Economic Considerations

The mean health care cost to patients and insurers was estimated to be $26,922 for ART-conceived singleton deliveries, $115,238 for ART-conceived twins, and $434,668 for ART-conceived triplets and higher-order infants 8).  The economic savings from reducing iatrogenic multiple gestations to singletons was estimated to produce a potential annual cost savings of approximately $1.3 billion by reducing ART-related preterm births (9) and 6.3 billion by reducing preterm births after both ART and non-ART fertility treatments (10).
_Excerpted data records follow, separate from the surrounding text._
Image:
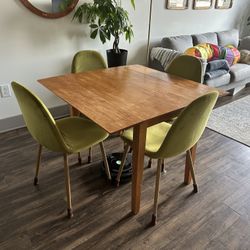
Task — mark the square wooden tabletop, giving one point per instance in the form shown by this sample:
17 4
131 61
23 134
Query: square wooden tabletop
121 97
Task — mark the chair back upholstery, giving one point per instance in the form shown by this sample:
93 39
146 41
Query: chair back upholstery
188 67
38 119
86 60
188 127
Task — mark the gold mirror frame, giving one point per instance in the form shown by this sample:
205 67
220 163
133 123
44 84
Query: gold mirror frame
41 13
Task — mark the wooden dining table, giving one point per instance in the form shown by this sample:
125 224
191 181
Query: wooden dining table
128 96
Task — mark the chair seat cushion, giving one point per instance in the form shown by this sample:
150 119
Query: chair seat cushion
240 71
155 136
80 133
While a few countries (e.g. Belgium, Sweden, and Turkey) have mandated SET, broader application of SET has been inconsistent, especially in the US (11). In April 2017 ASRM and SART issued new guidance calling for SET to be the standard first line choice for all women younger than 38 (12). Their recommendations included performance of SET up to age 42 if a confirmed euploid embryo was available. Age 42 was the oldest age for which ASRM guidance was offered. The new guidelines were, in part, prompted by an extensive international experience attesting to the efficacy of SET and SET coupled with chromosomal analysis in older women.  Recent studies have confirmed that the cumulative pregnancy rate with serial SET is superior to transferring a comparable number of embryos at one time (13).  This realization, along with the additional maternal and neonatal advantages, eliminated any meaningful advantage of transferring more than one embryo in a well performing ART program. While some progress has occurred since then, more than one embryo in women <35 was still placed in 20% of embryo transfers performed in frozen cycles and 30% of fresh cycles in 2018 (4).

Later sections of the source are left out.